Physical therapists and PT groups enjoyed his successful representation in connection with reimbursement rights and appeal rights with third party payers and insurance companies. Physical therapists, as well as physicians’ assistants and others, have needed more favorable rules for reimbursement, he notes - and securing fair treatment of health care professionals and freestanding health care facilities, such as non-hospital ambulatory surgical centers, has been an ongoing struggle.
“Much progress has been made however,” he says. “I’m fearful also for consumers: Patients who suffer from a loss of fair hearing rights under the new inadequate BCBSM regulatory legislation are a major concern. The area of patients’ rights seems to be narrowing and PA 350 rights have been diminished.”
A prolific writer, with many articles in Health Care Weekly Review and numerous health and legal publications, Frimet has seen many changes in the health care law field over the years — not always for the better.
“A computerized world requires answers to be instantaneous,” he says. “While the best working tools have become available, the expansion of the intellect has become a necessity and we have to think more rapidly. This can also be not so good - it’s often insufficient time for reflection and our use of language has also suffered. All the benefits and burdens of increasing societal complexity have brought good and less good.”
Frimet has enjoyed a long career that was his dream as early as first grade; but he came close to considering a career teaching history, and received his undergrad degree in history and English from Wayne State University, where he also earned his law degree. His closest undergraduate friends became successful historians teaching in various parts of the country. He has continued to have a strong and profound interest in history, and is a keen collector of art. He has gifted artwork to the University of Michigan Museum of Art in Ann Arbor.
“Art is an extension of history and history’s relation to other fields such as archeology, anthropology and to events in our modern era are important,” he says. “This is all fascinating to me. The growth and enlargement of the mind is the work of a lifetime. Book collecting has also been a passion sometimes to the displeasure and inconvenience of housekeepers.”

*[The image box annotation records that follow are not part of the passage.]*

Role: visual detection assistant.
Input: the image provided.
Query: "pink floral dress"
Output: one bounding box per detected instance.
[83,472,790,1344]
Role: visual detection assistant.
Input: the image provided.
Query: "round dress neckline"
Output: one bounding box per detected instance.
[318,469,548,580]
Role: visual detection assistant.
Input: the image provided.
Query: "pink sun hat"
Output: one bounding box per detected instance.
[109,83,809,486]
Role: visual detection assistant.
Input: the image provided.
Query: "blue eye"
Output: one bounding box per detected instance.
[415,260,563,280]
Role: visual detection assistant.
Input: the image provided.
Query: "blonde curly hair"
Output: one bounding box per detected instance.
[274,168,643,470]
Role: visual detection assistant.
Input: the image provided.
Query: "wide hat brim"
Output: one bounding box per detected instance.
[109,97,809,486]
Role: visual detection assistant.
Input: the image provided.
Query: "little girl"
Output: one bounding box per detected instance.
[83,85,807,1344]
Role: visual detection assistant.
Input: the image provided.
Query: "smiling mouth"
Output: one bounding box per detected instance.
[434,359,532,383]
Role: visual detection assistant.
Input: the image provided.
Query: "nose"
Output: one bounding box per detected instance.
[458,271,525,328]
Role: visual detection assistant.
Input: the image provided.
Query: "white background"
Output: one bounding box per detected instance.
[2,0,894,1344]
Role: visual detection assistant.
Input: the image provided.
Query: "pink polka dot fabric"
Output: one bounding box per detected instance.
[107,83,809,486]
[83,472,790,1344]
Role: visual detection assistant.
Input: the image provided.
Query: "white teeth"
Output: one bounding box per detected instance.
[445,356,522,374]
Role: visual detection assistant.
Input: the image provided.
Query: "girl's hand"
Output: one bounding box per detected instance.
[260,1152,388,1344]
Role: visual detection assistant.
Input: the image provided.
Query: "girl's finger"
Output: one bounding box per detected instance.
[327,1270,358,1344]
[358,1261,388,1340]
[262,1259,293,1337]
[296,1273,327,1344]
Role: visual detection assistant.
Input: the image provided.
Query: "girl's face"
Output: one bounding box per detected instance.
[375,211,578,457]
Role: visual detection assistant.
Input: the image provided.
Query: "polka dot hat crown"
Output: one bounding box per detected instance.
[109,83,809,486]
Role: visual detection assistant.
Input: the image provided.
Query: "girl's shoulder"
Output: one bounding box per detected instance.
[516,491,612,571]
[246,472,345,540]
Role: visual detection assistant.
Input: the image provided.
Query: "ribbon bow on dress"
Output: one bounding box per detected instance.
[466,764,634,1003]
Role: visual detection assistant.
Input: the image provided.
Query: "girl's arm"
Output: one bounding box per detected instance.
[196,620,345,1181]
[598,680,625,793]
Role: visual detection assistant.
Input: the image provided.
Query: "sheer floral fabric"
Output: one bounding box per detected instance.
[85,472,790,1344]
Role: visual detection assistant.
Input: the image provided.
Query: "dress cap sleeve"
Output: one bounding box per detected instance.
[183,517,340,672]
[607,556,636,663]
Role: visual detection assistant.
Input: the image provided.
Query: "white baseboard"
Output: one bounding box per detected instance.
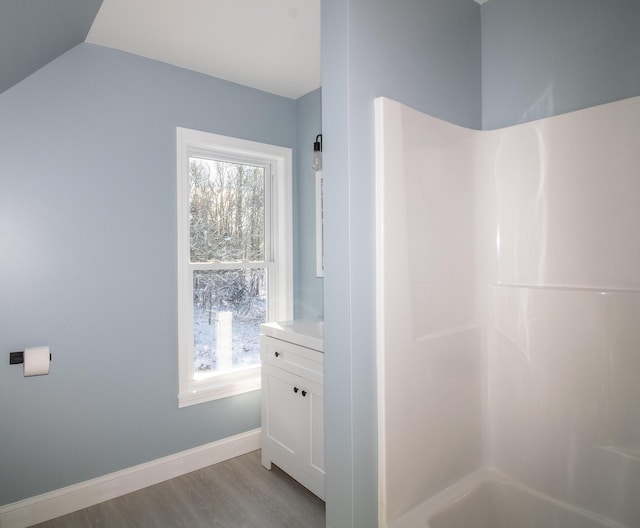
[0,429,261,528]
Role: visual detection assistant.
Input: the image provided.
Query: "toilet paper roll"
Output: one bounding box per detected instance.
[24,346,50,377]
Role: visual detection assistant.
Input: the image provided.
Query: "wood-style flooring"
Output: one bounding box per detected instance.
[30,451,325,528]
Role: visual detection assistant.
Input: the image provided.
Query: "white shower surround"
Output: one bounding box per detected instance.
[376,98,640,528]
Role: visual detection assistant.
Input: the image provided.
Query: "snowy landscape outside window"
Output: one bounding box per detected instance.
[178,128,291,406]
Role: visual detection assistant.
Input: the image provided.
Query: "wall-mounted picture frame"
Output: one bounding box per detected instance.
[316,170,324,277]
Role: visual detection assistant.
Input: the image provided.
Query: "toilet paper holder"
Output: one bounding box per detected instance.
[9,350,53,365]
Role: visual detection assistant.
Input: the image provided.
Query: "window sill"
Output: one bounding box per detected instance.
[178,368,261,408]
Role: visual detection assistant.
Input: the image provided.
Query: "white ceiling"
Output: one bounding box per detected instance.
[86,0,320,99]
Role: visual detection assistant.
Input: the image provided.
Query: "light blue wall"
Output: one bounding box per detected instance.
[482,0,640,129]
[293,89,323,319]
[0,44,298,504]
[322,0,481,528]
[0,0,102,93]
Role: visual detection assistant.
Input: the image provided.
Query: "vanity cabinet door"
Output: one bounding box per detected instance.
[302,383,324,482]
[262,364,308,473]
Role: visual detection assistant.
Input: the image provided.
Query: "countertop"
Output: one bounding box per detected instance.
[260,319,324,352]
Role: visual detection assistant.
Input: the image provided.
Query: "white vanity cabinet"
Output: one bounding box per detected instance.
[260,321,324,499]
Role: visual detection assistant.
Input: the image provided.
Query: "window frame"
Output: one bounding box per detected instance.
[176,127,293,407]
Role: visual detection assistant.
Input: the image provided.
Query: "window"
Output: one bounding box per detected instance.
[177,128,293,407]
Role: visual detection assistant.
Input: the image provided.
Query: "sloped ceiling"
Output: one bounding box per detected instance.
[87,0,320,99]
[0,0,102,93]
[0,0,320,98]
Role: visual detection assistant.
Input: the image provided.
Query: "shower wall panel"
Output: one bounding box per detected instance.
[376,98,640,527]
[376,99,483,526]
[480,98,640,526]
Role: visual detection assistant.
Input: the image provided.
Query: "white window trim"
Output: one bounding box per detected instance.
[176,127,293,407]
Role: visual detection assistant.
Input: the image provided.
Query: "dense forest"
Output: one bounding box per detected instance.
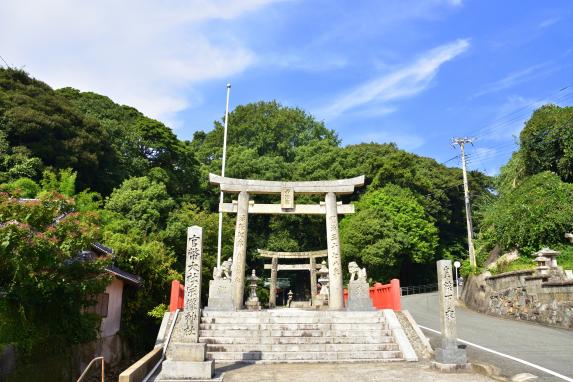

As a reader and speaker, Frimet has always been intrigued by language communication; differential styles of communication; and the simplicity of word connection.
“Since I was 16 years of age, Winston Churchill was a hero of mine and his use of the English language is a great influence on me,” he says. “History is man’s clock and the content of time tells us who we were and are.”
A native of New York City, Frimet was raised in southeastern Michigan and currently makes his home in Birmingham.
“Although I’ve been a life-long bachelor, I’ve had a wonderful life surrounded by good friends and family,” he says.